Seattle’s Central Library, unlike big downtown libraries in other cities, has been listed as an attraction in Where magazine for years. It has been on Ruth and my list of things to see in the Northwest’s biggest and most vibrant city; but it’s downtown near Pioneer Square in a congested urban area so we haven’t, until it ended up on Atlas Obscura due to its Red Hall. This made it essential for us to check out. When I asked the staff, “Why is it red?”, the response was mystification. No one knew.
The Central Library on Seattle’s Fourth Avenue is in a stunning building designed by Dutch power architect Rem Koolhaas. Where calls it “one of the most unusual libraries in the world”. It is. Opened in 1994, its 11 levels of glass-enclosed building stacks allow the outside in. It’s full of what Atlas Obscura describes as “unexpected architectural vistas”. This is, without question, a tourist attraction.

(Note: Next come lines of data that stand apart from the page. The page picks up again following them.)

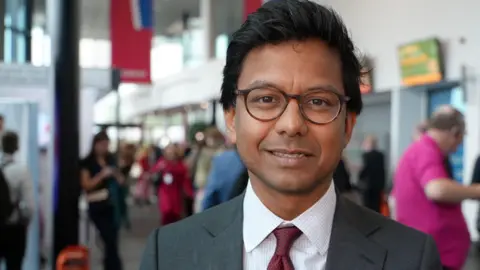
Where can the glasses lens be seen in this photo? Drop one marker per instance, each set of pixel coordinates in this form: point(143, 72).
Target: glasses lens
point(321, 106)
point(265, 104)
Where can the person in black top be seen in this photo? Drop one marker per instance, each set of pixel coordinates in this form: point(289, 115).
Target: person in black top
point(372, 176)
point(98, 176)
point(341, 178)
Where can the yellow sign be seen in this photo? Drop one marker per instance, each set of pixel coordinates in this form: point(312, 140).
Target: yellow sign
point(420, 63)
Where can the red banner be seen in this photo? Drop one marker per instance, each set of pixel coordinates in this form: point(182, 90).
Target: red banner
point(131, 32)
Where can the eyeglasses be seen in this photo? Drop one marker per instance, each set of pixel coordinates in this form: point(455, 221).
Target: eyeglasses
point(319, 107)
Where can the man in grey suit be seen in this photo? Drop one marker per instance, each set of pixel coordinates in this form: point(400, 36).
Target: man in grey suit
point(291, 96)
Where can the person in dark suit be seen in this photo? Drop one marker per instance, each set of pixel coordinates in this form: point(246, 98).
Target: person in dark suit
point(341, 178)
point(291, 96)
point(372, 175)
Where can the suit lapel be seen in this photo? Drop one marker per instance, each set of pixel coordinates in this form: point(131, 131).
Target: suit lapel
point(225, 248)
point(350, 247)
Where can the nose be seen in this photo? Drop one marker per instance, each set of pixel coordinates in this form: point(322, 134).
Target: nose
point(291, 123)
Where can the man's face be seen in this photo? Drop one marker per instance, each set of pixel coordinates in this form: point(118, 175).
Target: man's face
point(270, 148)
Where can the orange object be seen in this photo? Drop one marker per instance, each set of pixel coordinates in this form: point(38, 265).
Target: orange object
point(73, 258)
point(384, 209)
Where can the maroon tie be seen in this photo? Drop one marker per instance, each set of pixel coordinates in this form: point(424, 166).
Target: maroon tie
point(285, 238)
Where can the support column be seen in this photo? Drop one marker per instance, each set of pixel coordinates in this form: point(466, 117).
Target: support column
point(64, 32)
point(207, 9)
point(2, 28)
point(29, 6)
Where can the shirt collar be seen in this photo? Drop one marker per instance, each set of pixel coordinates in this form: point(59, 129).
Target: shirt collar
point(6, 157)
point(315, 223)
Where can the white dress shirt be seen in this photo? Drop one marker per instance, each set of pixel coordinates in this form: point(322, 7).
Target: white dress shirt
point(308, 252)
point(20, 183)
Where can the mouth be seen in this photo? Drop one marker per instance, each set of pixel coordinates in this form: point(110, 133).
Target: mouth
point(290, 153)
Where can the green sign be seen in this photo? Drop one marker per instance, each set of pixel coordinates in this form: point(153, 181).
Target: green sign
point(420, 62)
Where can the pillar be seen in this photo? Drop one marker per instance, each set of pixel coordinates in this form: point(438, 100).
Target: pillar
point(207, 8)
point(64, 32)
point(2, 28)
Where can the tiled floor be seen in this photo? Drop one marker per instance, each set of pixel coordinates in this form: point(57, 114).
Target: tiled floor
point(146, 219)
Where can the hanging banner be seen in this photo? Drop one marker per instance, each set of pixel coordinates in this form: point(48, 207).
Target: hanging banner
point(131, 31)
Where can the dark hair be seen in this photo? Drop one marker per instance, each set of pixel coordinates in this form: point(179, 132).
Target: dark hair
point(285, 20)
point(99, 137)
point(10, 142)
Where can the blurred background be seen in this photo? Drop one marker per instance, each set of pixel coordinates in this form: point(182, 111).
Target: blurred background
point(147, 74)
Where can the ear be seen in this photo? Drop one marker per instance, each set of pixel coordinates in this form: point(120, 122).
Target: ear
point(230, 124)
point(350, 121)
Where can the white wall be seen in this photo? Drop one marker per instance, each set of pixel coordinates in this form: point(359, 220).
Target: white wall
point(378, 28)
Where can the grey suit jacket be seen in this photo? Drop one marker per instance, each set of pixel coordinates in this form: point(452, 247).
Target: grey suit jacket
point(360, 240)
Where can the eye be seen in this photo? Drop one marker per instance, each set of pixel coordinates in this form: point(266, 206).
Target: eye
point(317, 101)
point(266, 99)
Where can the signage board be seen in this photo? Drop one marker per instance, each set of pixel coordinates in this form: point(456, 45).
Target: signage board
point(131, 31)
point(421, 62)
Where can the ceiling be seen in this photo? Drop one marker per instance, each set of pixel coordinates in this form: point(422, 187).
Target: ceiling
point(168, 14)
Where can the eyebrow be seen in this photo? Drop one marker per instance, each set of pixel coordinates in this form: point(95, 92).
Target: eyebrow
point(262, 83)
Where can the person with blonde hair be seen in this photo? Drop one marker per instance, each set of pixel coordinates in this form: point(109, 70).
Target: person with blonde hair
point(214, 144)
point(427, 196)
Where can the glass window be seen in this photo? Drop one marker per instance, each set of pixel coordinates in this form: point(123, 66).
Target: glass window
point(20, 45)
point(37, 46)
point(8, 46)
point(16, 34)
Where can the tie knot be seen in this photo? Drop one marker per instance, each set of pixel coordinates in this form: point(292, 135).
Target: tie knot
point(285, 238)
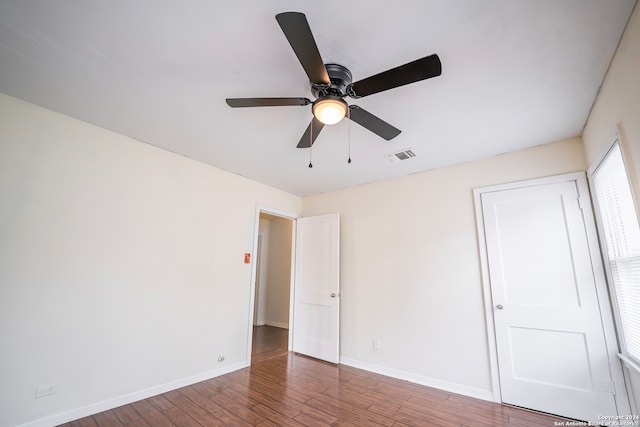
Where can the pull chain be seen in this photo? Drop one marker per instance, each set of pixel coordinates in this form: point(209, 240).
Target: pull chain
point(349, 130)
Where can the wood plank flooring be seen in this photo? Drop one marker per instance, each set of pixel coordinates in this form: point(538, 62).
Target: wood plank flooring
point(286, 389)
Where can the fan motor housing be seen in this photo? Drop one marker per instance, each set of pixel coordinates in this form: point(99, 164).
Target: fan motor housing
point(340, 80)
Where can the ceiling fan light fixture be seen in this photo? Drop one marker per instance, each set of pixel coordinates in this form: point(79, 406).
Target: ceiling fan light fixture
point(330, 109)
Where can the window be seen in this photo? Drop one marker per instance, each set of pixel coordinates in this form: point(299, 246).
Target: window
point(620, 235)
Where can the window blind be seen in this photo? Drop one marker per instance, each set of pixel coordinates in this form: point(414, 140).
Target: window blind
point(621, 240)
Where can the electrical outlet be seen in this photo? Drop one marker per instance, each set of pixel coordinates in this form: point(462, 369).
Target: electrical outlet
point(45, 390)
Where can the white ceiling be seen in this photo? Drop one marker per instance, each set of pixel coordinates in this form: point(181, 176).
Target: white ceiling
point(516, 73)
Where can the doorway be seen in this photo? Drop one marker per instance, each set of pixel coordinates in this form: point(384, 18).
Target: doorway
point(273, 278)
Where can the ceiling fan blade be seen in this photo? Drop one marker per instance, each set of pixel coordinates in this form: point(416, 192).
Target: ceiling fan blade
point(420, 69)
point(266, 102)
point(307, 141)
point(373, 123)
point(297, 31)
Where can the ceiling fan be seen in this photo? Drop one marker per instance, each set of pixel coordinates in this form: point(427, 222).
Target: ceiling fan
point(331, 83)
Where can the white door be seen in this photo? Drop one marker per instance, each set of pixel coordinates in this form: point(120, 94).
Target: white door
point(316, 310)
point(552, 354)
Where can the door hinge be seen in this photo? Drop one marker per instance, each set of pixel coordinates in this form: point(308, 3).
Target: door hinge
point(583, 203)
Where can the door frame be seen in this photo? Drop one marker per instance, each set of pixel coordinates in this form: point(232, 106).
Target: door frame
point(606, 315)
point(252, 292)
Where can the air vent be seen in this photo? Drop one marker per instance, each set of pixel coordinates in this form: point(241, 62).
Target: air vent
point(401, 155)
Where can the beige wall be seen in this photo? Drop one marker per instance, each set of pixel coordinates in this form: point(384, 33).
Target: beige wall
point(410, 269)
point(279, 276)
point(121, 265)
point(618, 104)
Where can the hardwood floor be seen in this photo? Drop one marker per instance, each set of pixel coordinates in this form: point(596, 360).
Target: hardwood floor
point(286, 389)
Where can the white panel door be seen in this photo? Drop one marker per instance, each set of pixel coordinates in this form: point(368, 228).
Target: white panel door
point(552, 354)
point(316, 310)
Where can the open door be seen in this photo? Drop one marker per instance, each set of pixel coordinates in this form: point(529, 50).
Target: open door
point(316, 307)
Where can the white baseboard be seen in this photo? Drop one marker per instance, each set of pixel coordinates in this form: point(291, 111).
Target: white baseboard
point(464, 390)
point(277, 324)
point(106, 405)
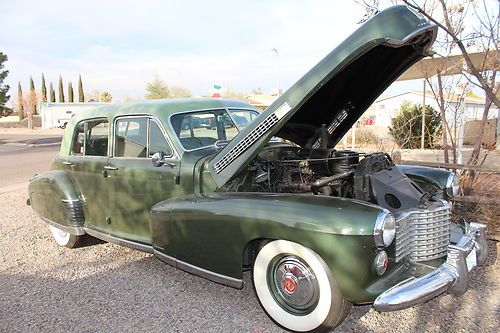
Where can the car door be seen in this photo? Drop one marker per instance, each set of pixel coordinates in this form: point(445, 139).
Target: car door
point(85, 164)
point(134, 184)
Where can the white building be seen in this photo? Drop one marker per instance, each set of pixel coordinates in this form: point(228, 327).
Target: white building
point(58, 114)
point(385, 108)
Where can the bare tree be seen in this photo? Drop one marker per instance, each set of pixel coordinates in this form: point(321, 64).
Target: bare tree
point(469, 26)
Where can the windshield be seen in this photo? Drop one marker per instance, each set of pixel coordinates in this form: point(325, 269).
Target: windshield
point(201, 129)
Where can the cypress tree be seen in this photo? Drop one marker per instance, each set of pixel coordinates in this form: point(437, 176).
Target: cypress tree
point(52, 93)
point(81, 96)
point(32, 94)
point(20, 107)
point(44, 90)
point(61, 90)
point(70, 93)
point(4, 88)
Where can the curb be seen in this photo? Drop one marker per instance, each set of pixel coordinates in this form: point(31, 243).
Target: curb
point(495, 238)
point(44, 144)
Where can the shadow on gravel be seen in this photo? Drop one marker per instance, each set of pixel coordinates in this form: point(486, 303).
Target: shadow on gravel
point(473, 308)
point(145, 294)
point(89, 241)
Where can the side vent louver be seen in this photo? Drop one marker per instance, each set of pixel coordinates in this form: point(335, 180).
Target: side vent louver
point(253, 136)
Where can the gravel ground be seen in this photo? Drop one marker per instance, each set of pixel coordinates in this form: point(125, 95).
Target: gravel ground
point(104, 287)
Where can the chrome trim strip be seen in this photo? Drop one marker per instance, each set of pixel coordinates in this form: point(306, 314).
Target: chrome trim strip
point(209, 275)
point(452, 276)
point(119, 241)
point(420, 31)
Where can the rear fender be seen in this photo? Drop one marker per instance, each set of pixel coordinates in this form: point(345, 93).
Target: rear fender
point(54, 198)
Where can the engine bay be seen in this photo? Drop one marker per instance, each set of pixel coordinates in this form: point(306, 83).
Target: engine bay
point(374, 178)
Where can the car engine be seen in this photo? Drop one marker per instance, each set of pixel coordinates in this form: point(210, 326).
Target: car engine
point(374, 178)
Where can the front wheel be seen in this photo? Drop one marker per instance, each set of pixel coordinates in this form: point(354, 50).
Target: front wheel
point(297, 289)
point(64, 238)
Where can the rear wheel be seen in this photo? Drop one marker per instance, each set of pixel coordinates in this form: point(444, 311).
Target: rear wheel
point(296, 288)
point(64, 238)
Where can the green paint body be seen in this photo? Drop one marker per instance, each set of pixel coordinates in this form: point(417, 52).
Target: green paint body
point(179, 211)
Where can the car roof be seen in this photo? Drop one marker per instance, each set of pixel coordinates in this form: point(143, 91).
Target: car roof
point(159, 107)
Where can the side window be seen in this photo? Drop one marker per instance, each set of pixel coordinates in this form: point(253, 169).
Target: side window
point(78, 140)
point(131, 137)
point(91, 138)
point(157, 141)
point(202, 129)
point(96, 138)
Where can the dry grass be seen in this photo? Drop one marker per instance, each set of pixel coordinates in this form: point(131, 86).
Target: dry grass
point(487, 186)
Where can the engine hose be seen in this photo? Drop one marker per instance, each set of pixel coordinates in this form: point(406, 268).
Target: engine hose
point(327, 180)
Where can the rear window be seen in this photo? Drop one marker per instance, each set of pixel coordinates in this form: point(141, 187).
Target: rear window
point(91, 138)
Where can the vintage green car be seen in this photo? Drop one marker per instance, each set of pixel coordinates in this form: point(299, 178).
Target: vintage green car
point(204, 185)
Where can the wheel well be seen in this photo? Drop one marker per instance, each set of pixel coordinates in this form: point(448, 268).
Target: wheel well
point(251, 249)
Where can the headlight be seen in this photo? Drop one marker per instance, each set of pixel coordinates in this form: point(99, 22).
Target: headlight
point(452, 185)
point(385, 229)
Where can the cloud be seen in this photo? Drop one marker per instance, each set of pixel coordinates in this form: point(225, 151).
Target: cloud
point(118, 46)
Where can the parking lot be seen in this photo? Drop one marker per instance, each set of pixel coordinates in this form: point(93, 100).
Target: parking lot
point(104, 287)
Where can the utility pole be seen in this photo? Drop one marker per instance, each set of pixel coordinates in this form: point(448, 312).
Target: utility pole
point(422, 140)
point(277, 72)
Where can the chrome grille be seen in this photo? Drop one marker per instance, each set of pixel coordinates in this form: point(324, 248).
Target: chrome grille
point(423, 234)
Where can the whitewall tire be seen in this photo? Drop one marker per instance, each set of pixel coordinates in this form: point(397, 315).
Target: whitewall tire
point(64, 238)
point(296, 288)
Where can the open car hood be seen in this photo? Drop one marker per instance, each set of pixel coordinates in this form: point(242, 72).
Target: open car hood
point(335, 92)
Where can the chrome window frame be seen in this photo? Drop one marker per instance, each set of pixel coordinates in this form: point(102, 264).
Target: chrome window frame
point(203, 110)
point(85, 121)
point(173, 155)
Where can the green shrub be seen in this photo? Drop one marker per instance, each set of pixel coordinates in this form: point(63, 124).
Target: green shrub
point(406, 127)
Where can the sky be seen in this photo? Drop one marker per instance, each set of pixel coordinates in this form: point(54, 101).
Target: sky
point(119, 46)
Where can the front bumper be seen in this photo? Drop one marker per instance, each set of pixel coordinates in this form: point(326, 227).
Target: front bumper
point(469, 250)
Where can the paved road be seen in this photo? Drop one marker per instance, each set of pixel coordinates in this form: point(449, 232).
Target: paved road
point(19, 162)
point(105, 287)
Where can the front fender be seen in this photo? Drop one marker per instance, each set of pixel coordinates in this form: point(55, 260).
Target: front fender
point(211, 232)
point(427, 178)
point(53, 196)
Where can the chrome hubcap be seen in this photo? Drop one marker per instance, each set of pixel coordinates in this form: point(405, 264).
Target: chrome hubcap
point(294, 284)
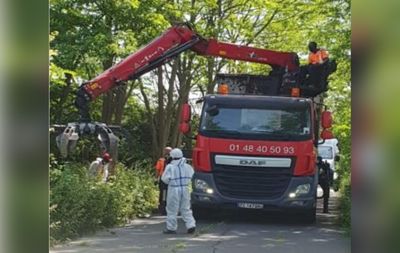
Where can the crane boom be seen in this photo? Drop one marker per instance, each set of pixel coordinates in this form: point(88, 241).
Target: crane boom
point(168, 45)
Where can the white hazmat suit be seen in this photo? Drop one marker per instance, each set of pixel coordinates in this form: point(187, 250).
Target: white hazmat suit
point(178, 175)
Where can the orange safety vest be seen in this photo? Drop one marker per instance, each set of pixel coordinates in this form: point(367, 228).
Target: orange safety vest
point(318, 57)
point(160, 165)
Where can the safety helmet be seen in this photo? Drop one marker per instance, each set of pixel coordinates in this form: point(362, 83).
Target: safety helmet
point(107, 157)
point(176, 153)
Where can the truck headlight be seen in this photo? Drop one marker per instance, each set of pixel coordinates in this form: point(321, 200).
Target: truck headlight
point(302, 189)
point(203, 186)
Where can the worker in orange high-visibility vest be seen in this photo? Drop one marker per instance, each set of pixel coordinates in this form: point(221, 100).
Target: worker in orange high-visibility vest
point(314, 70)
point(317, 55)
point(160, 166)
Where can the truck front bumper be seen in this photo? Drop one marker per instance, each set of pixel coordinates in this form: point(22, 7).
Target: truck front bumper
point(289, 201)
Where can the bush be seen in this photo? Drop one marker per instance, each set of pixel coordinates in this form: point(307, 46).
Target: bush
point(79, 204)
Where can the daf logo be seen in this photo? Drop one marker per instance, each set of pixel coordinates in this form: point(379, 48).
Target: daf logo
point(252, 162)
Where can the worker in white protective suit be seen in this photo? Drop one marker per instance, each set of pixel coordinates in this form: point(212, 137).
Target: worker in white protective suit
point(178, 175)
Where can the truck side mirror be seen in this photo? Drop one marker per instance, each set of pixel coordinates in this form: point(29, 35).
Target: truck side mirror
point(213, 110)
point(326, 119)
point(184, 127)
point(185, 113)
point(326, 134)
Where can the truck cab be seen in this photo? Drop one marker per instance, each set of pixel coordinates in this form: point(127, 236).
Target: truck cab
point(256, 152)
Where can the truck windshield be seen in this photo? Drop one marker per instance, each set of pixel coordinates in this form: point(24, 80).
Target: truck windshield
point(325, 152)
point(257, 123)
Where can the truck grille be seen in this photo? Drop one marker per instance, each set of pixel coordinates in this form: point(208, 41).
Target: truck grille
point(251, 182)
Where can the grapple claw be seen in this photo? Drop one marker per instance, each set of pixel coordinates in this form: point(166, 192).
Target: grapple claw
point(66, 141)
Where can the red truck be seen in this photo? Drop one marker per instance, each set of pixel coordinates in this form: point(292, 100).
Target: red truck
point(256, 143)
point(257, 149)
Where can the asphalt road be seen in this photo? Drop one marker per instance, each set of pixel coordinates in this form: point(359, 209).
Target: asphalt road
point(229, 232)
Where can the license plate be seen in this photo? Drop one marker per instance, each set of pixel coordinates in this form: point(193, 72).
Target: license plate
point(250, 205)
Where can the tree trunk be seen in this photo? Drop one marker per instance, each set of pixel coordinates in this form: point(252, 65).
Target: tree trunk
point(149, 114)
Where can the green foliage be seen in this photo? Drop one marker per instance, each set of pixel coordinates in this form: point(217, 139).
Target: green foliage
point(79, 204)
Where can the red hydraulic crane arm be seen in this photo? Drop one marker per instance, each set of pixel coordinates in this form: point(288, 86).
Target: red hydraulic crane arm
point(213, 47)
point(141, 61)
point(172, 42)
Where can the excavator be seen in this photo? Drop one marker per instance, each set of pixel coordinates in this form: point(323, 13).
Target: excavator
point(177, 39)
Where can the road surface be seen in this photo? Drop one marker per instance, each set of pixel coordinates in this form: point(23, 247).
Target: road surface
point(231, 232)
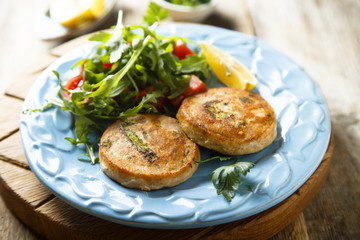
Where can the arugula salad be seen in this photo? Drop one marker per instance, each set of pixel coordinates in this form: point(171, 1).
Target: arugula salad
point(134, 70)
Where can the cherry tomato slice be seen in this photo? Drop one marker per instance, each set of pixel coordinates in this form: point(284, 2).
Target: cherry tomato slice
point(181, 50)
point(72, 84)
point(107, 65)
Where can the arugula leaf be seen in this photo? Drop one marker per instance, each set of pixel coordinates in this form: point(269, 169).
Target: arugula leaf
point(133, 59)
point(226, 179)
point(155, 14)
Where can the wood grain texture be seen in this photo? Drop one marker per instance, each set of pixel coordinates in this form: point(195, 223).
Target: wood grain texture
point(34, 204)
point(9, 121)
point(323, 37)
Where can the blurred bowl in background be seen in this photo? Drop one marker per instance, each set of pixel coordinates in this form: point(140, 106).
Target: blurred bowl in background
point(187, 13)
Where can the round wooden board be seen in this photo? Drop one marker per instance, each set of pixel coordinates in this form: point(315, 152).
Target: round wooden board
point(39, 209)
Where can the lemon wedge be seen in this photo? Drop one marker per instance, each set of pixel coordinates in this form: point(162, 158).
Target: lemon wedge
point(228, 69)
point(72, 13)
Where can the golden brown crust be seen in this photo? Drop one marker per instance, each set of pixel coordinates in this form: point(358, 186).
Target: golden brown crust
point(228, 120)
point(148, 152)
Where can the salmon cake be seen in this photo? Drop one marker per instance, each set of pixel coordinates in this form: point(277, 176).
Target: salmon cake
point(228, 120)
point(148, 152)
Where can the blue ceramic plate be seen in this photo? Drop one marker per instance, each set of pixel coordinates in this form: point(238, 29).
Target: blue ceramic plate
point(303, 137)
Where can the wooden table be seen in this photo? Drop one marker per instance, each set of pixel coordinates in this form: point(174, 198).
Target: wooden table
point(321, 36)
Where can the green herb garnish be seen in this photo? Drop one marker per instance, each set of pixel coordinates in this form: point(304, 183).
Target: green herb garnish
point(227, 179)
point(130, 70)
point(192, 3)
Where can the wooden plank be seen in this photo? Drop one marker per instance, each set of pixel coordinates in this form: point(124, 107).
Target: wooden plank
point(323, 37)
point(22, 82)
point(9, 121)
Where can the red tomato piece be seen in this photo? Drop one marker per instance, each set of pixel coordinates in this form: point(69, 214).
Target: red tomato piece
point(195, 86)
point(181, 50)
point(107, 65)
point(176, 102)
point(72, 84)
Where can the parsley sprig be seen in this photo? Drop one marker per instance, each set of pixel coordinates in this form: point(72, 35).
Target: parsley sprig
point(227, 179)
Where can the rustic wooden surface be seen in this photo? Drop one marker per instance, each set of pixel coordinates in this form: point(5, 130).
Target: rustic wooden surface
point(322, 36)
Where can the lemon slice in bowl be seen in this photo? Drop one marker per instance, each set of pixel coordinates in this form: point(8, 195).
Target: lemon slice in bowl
point(72, 13)
point(228, 69)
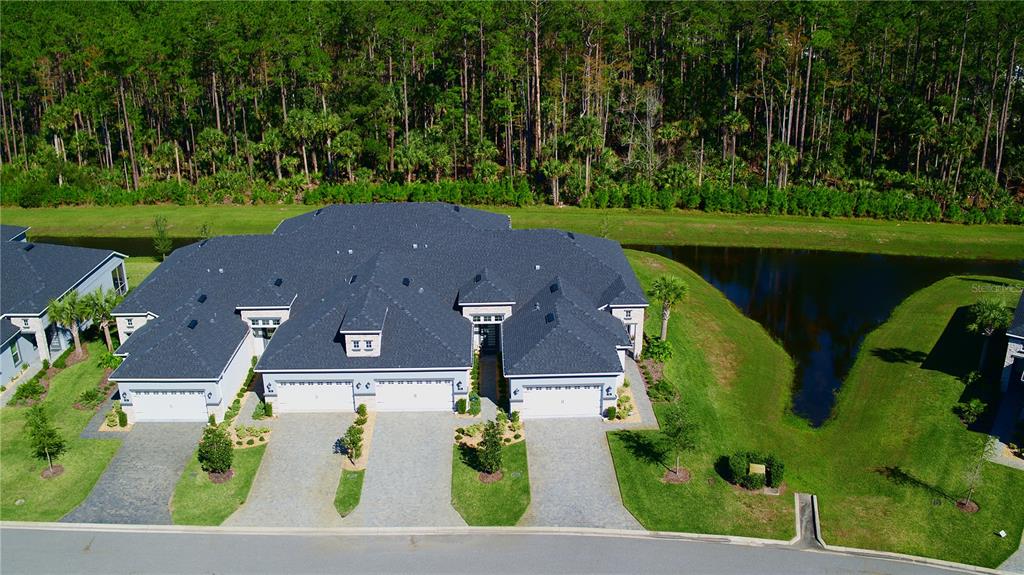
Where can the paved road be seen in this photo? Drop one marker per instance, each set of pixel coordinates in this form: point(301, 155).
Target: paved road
point(572, 481)
point(217, 550)
point(409, 473)
point(136, 487)
point(298, 478)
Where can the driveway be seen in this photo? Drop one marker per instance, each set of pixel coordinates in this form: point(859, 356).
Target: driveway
point(409, 474)
point(572, 481)
point(298, 478)
point(137, 485)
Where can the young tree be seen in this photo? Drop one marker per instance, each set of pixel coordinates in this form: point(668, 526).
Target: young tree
point(70, 311)
point(669, 291)
point(99, 306)
point(161, 239)
point(986, 317)
point(215, 452)
point(352, 442)
point(678, 427)
point(43, 436)
point(491, 448)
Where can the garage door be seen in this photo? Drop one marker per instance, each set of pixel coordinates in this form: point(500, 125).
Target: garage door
point(169, 405)
point(414, 395)
point(301, 397)
point(561, 401)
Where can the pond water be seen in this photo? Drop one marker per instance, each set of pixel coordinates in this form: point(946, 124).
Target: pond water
point(820, 304)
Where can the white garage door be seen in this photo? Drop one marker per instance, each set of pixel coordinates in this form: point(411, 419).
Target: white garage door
point(414, 395)
point(561, 401)
point(169, 405)
point(313, 396)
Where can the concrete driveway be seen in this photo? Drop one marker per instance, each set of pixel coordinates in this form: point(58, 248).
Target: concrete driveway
point(298, 478)
point(409, 474)
point(571, 479)
point(137, 485)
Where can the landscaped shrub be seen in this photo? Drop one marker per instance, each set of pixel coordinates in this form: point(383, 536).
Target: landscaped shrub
point(215, 452)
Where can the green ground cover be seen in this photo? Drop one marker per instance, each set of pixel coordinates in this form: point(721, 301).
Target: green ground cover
point(502, 502)
point(886, 468)
point(346, 498)
point(627, 226)
point(198, 500)
point(49, 499)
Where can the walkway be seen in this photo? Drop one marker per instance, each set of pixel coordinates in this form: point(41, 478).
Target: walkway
point(139, 481)
point(298, 478)
point(572, 481)
point(409, 473)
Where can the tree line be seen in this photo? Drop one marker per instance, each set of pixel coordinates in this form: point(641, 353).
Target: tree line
point(902, 109)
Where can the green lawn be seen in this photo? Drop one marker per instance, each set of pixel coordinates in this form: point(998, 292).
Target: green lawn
point(502, 502)
point(646, 226)
point(84, 461)
point(198, 500)
point(891, 416)
point(349, 490)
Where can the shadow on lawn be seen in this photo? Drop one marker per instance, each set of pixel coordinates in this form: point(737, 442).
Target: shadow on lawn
point(643, 447)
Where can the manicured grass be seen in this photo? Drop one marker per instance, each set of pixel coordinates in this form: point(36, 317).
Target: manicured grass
point(628, 226)
point(892, 450)
point(502, 502)
point(349, 491)
point(138, 268)
point(84, 462)
point(198, 500)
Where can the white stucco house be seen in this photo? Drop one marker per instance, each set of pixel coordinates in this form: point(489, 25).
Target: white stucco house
point(384, 305)
point(32, 275)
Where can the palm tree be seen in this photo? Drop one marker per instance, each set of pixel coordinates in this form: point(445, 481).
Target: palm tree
point(70, 311)
point(100, 306)
point(669, 291)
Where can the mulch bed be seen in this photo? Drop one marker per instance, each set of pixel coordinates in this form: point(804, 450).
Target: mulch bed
point(968, 506)
point(491, 477)
point(676, 476)
point(51, 473)
point(221, 477)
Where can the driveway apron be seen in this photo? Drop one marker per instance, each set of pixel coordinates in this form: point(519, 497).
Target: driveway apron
point(298, 478)
point(137, 485)
point(572, 481)
point(409, 474)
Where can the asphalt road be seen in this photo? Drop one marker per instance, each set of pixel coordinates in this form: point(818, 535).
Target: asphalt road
point(110, 549)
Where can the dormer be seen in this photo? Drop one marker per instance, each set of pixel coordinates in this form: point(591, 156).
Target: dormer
point(363, 324)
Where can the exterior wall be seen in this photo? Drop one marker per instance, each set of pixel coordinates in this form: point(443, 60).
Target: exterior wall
point(609, 385)
point(364, 383)
point(1015, 349)
point(634, 325)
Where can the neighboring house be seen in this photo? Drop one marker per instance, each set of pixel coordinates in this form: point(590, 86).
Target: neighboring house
point(32, 275)
point(1013, 366)
point(384, 305)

Color is definitely part of its appeal. The escalators glow with yellow light, and there’s that red 4th level with meeting rooms. There are public computers throughout, 350 of them, and comfortable seating everywhere that’s especially attractive to Seattle’s many homeless residents, etc.
When Ruth & I asked a staff member what not to miss as we toured the building, he said to pay attention to the many art installations everywhere, so we took the escalator-elevator combo to the 10th level to discover a reading room, the last floor with public access, and the building’s highest viewpoints. Levels 6 through 9 formed what’s called the Books Spiral, which housed most of this library’s non-fiction collection, and every visible work station seemed to be occupied by a seriously studying Seattleite. Level 3 featured an impressive collection of movies, TV shows, and graphic novels. It even had a gift shop. Level 1 had 4th Avenue access, check-out stations, a large auditorium with Microsoft’s name on it, and the Children’s Center. It seemed to be, if the # of people there was any indication, library central. Below it was underground parking.
spl.org provides lots of information about this library’s functions including upcoming programs, classes, and events. This is how a 21st century library should look, even the red floor.